The president’s whirlwind tour began with back-to-back meetings with NATO and European Union leaders in Brussels, Belgium, where he affirmed that “in this new century, the United States and Europe reaffirm that commitment (of democracy, freedom and rule of law) and renew our great alliance of freedom.”

***image2***First lady visits the KMC
A day earlier, Mrs. Bush visited Ramstein and Landstuhl Regional Medical Center in an effort to show her gratitude not only for the military members, but their families as well.

The visit started at LRMC leaving 15 patients with presidential pins and a lifetime of memories.

“This is a dream come true for me,” said Spc. Geoffrey Ives, an injured Soldier with the 615th Aviation Support Battalion, 4th Brigade, 1st Cavalry Division. “I’ve been in the Republican party for a long time. This is tremendously inspiring and something I’ll tell my grandchildren.”

The next stop hit home as the first lady rallied in Ramstein. More than 1,500 military members, spouses and children took part in the historical encounter.

“Anytime the first lady takes time out of her already busy schedule to stop by and give the military thanks, it makes you realize that Americans do care,” said Master Sgt. Patrick Austin, 723rd Air Mobility Squadron, Air Mobility Control Center superintendent.
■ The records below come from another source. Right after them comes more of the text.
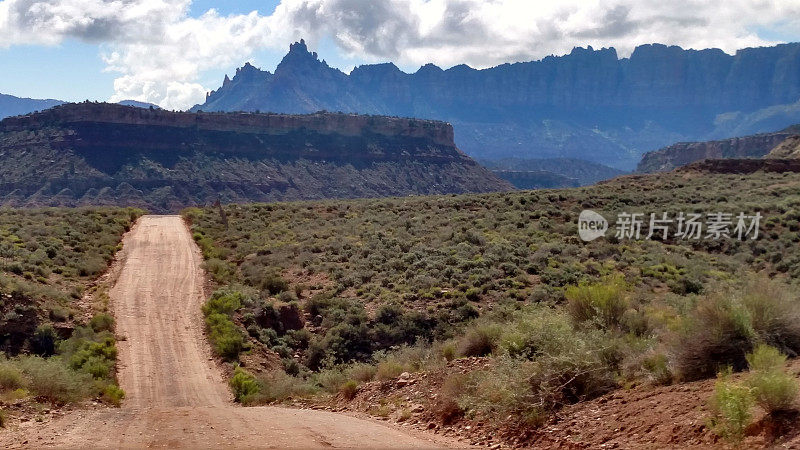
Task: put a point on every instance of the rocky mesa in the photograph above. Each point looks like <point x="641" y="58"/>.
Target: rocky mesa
<point x="107" y="154"/>
<point x="683" y="153"/>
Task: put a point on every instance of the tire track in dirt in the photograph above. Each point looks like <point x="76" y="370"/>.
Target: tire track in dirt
<point x="175" y="395"/>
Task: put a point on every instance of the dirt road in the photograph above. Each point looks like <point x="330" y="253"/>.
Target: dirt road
<point x="176" y="396"/>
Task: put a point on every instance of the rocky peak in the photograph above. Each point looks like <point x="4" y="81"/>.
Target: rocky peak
<point x="299" y="58"/>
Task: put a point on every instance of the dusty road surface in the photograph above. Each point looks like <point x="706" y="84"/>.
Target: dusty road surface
<point x="176" y="396"/>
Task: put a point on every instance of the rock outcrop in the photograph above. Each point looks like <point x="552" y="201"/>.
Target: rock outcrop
<point x="590" y="104"/>
<point x="12" y="106"/>
<point x="680" y="154"/>
<point x="105" y="154"/>
<point x="788" y="149"/>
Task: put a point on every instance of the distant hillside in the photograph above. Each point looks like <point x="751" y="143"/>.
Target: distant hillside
<point x="536" y="179"/>
<point x="106" y="154"/>
<point x="789" y="148"/>
<point x="682" y="153"/>
<point x="13" y="106"/>
<point x="138" y="104"/>
<point x="589" y="105"/>
<point x="574" y="171"/>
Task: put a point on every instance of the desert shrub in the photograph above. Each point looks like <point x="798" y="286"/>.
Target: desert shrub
<point x="92" y="266"/>
<point x="274" y="283"/>
<point x="52" y="380"/>
<point x="226" y="338"/>
<point x="445" y="406"/>
<point x="478" y="340"/>
<point x="223" y="301"/>
<point x="774" y="312"/>
<point x="774" y="389"/>
<point x="330" y="380"/>
<point x="725" y="326"/>
<point x="731" y="406"/>
<point x="244" y="385"/>
<point x="10" y="376"/>
<point x="394" y="326"/>
<point x="343" y="343"/>
<point x="604" y="301"/>
<point x="113" y="394"/>
<point x="349" y="389"/>
<point x="361" y="372"/>
<point x="388" y="370"/>
<point x="221" y="271"/>
<point x="277" y="386"/>
<point x="547" y="363"/>
<point x="102" y="322"/>
<point x="44" y="340"/>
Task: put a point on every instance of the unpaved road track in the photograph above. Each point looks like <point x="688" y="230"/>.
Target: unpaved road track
<point x="176" y="396"/>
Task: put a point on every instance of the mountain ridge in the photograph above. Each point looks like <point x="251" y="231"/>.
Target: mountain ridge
<point x="685" y="153"/>
<point x="106" y="154"/>
<point x="556" y="107"/>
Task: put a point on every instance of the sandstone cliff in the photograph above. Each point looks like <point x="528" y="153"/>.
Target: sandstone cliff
<point x="105" y="154"/>
<point x="755" y="146"/>
<point x="590" y="104"/>
<point x="789" y="148"/>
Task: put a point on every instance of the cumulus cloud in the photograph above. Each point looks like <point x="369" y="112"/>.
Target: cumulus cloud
<point x="159" y="51"/>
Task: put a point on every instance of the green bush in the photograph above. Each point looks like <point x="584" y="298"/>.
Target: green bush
<point x="102" y="322"/>
<point x="44" y="340"/>
<point x="774" y="389"/>
<point x="223" y="301"/>
<point x="226" y="338"/>
<point x="10" y="376"/>
<point x="726" y="325"/>
<point x="388" y="370"/>
<point x="604" y="301"/>
<point x="245" y="386"/>
<point x="277" y="386"/>
<point x="113" y="394"/>
<point x="478" y="340"/>
<point x="731" y="406"/>
<point x="349" y="389"/>
<point x="52" y="380"/>
<point x="361" y="372"/>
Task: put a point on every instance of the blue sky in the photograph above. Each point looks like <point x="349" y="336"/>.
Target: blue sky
<point x="171" y="52"/>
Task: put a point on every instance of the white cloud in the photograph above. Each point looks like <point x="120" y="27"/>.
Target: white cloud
<point x="160" y="52"/>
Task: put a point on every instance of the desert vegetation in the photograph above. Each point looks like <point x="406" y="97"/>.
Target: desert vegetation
<point x="347" y="293"/>
<point x="56" y="349"/>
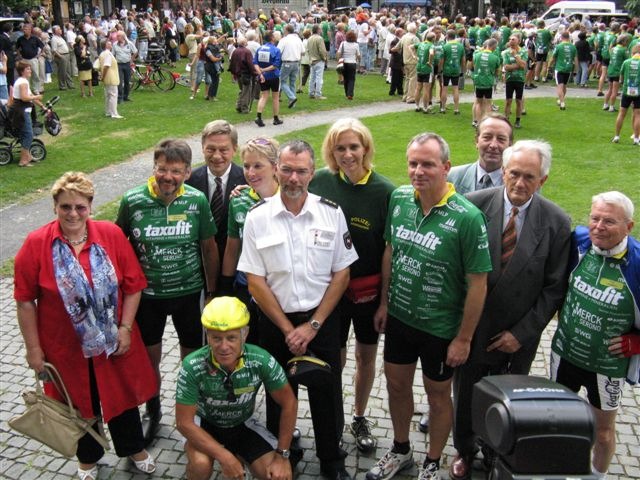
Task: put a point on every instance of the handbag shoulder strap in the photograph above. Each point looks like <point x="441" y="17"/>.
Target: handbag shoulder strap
<point x="55" y="377"/>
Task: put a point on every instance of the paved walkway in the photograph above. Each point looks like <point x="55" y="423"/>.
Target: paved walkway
<point x="24" y="459"/>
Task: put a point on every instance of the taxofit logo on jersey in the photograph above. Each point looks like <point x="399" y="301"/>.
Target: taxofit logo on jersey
<point x="427" y="240"/>
<point x="179" y="229"/>
<point x="609" y="295"/>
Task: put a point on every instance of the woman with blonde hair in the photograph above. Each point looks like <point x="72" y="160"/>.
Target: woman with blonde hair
<point x="350" y="181"/>
<point x="259" y="157"/>
<point x="77" y="288"/>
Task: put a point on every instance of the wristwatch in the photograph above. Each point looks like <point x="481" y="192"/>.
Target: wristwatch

The event also included the U.S. Air Forces in Europe Band, The Gatlin Brothers and the “American Idol” runner-up, Diana DeGarmo, as a warm-up to Mrs. Bush’s appearance.

“I am thrilled to be at the home of the 435th Air Base Wing, the 86th Airlift Wing and the 38th Combat Support Wing. There is no place I’d rather be than spending time with the men and women of the United States military and their families,” said Mrs. Bush. “On behalf of my husband and all Americans, we want you, and all the men and women who are serving around the world, to know we support you, we believe in you, and we’re proud of you.”

After giving her speech, Mrs. Bush honored military families one step further and met with deployed members’ spouses for lunch.

“I know a little bit about having your life turned upside down because the person you love wants to serve the country he loves. You make countless sacrifices to help your loved one fulfill their duty. We’ll never forget your commitment or the dedication you have to your loved ones,” said Mrs. Bush.

Kerri Ward, one of the 23 spouses chosen to dine with the first lady, said the gratitude Mrs. Bush showed to the spouses made her feel just as appreciated as the military members themselves.

“I appreciated being recognized as an important part of my husband’s military career. When ‘daddy’ gets deployed, I am on 24-hour duty. It’s hard work, and I don’t hear thank you a whole lot. It was an awesome feeling hearing it from Mrs. Bush,” said Mrs. Ward.